Earl returned with three plates topped by slices of chocolate cake slathered in chocolate icing. He placed one on the arm of his chair, handed the second to his wife, and then extended the third to me, snatching it back as I reached for it. “Quick, Jeannie,” he said. “Do you love him?”

            “Wha—”

            “Don’t think. Just answer. Do you love him? Truck?”

            “Yes.”

            He handed me the cake and I took it. “Then what are you going to do about it? Sit here and cry in your wine and dessert or fight for once in your life?”

            I smiled up at him, this old flame of mine who, for some reason, still thought enough of me to be honest, brutally honest. “For once in my life,” I said, “I’m going to fight.” Then I took the fork in my hand and said, “But first, cake.”

Chapter Fifty-four

After a couple of Tylenol and a hot shower the next morning, I redressed in the clothes I’d worn to Trisha and Earl’s the night before, sauntered into the kitchen, enjoyed a hot cup of coffee with my old friend, and then left for the cottage. There I slipped into a pair of white jeans, a loose-fitting black and white polka dot blouse, brushed my hair and teeth, applied a little makeup and then hurried to my car. By new habit, as I drove to the antique mall, I checked my rearview mirror for signs of a follower. There was none.

            During the trip to Florence, I considered what I would say when I saw him, but nothing came to mind. I got as far as “now you’re going to listen to me,” but no further. By the time I pulled into the parking lot, my hands shook so hard I could hardly steer the car into a vacant spot. I pulled the visor down, checked myself in the mirror, then slammed it back up.

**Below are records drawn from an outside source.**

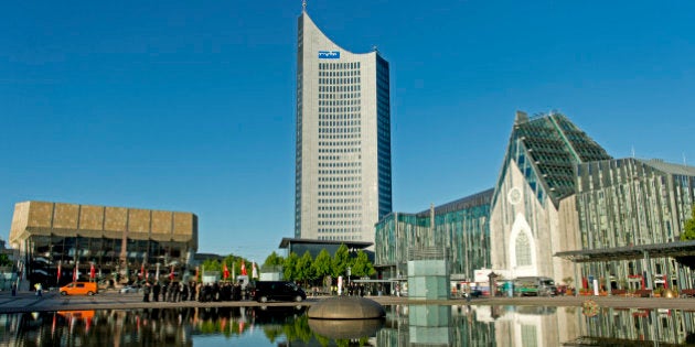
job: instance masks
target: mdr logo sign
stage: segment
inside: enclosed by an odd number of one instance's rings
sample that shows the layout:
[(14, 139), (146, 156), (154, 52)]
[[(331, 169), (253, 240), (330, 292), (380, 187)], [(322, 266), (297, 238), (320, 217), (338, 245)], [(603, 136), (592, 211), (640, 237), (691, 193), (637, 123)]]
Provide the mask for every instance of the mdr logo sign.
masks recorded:
[(320, 59), (340, 59), (340, 51), (319, 51)]

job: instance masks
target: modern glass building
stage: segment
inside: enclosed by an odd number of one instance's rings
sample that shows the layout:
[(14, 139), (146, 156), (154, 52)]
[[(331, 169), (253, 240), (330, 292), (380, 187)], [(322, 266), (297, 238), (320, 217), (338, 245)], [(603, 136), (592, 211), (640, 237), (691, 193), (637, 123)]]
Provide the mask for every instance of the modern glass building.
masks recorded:
[[(19, 250), (24, 279), (45, 288), (65, 284), (92, 264), (103, 279), (182, 274), (197, 250), (197, 216), (191, 213), (49, 202), (14, 206), (10, 245)], [(58, 276), (58, 269), (61, 275)], [(145, 270), (145, 274), (140, 273)]]
[(393, 213), (376, 224), (375, 261), (384, 279), (405, 278), (410, 250), (446, 247), (452, 280), (490, 268), (490, 202), (484, 191), (417, 214)]
[[(612, 253), (582, 265), (582, 279), (606, 290), (692, 288), (693, 271), (676, 261), (673, 242), (692, 217), (695, 167), (639, 159), (584, 163), (576, 199), (581, 249)], [(650, 256), (657, 245), (672, 246)], [(629, 249), (643, 251), (634, 257)]]
[(374, 241), (392, 210), (389, 69), (298, 19), (295, 237)]
[(598, 143), (560, 113), (516, 112), (490, 208), (492, 269), (507, 276), (575, 276), (554, 257), (580, 249), (575, 167), (609, 160)]

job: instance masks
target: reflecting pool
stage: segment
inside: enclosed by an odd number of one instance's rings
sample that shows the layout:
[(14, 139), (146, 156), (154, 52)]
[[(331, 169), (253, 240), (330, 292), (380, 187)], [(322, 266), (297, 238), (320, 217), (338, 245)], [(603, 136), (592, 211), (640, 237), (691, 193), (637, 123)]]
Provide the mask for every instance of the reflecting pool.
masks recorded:
[(546, 306), (385, 306), (385, 319), (309, 319), (306, 306), (0, 315), (0, 346), (669, 346), (694, 313)]

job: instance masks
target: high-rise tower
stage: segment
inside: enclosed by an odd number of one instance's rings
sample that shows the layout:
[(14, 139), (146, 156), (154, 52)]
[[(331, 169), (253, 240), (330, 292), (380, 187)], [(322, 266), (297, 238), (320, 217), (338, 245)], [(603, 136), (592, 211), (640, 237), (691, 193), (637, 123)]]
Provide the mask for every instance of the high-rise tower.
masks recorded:
[(376, 50), (328, 39), (306, 8), (297, 34), (295, 237), (374, 241), (392, 212), (389, 72)]

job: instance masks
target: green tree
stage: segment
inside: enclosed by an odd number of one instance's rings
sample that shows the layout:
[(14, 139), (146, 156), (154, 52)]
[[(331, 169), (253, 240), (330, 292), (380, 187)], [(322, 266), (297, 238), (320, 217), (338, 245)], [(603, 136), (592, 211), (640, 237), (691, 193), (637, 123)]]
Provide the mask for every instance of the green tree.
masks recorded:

            After gathering what little bit of courage existed inside me, I left my car and walked on noodle-like legs to the entrance just as Mary Lynn came out the main doors. She stopped when she saw me, then trotted down the wide cement steps and straight to me. “Well, thank the good Lord.”

            I crossed my arms over my middle to steady myself. “Is he here?”

            “The good Lord? No. That hard-headed brother of mine? Yes. And miserable. Snapping at everyone.”

            “Because of me? Because of us?”

            “Because he’s an idiot and he knows it. Please tell me you’re here to straighten him out.”

            “That’s the plan.”

            She grinned. “Do you know what you’re planning to say?”

            “Not really.”

            “Then while I’m running this long list of errands that he has me running, I’ll pray for you.”

            The sun beat down on my back, toasting me. At least I thought it was the sun. “Pray for me . . .”

            “Best thing I know to do.” She started to walk around me, then stopped and slipped her fingers around my wrist. “I believe with all my heart that God brought you back home now for a reason. And that you found my brother now for a reason. Before now it may not have been the right time, but now— I believe now is the right time. And you are the right woman for him. The exact kind of woman he needs in his life.” Her fingers slipped away from my wrist, she turned and walked away.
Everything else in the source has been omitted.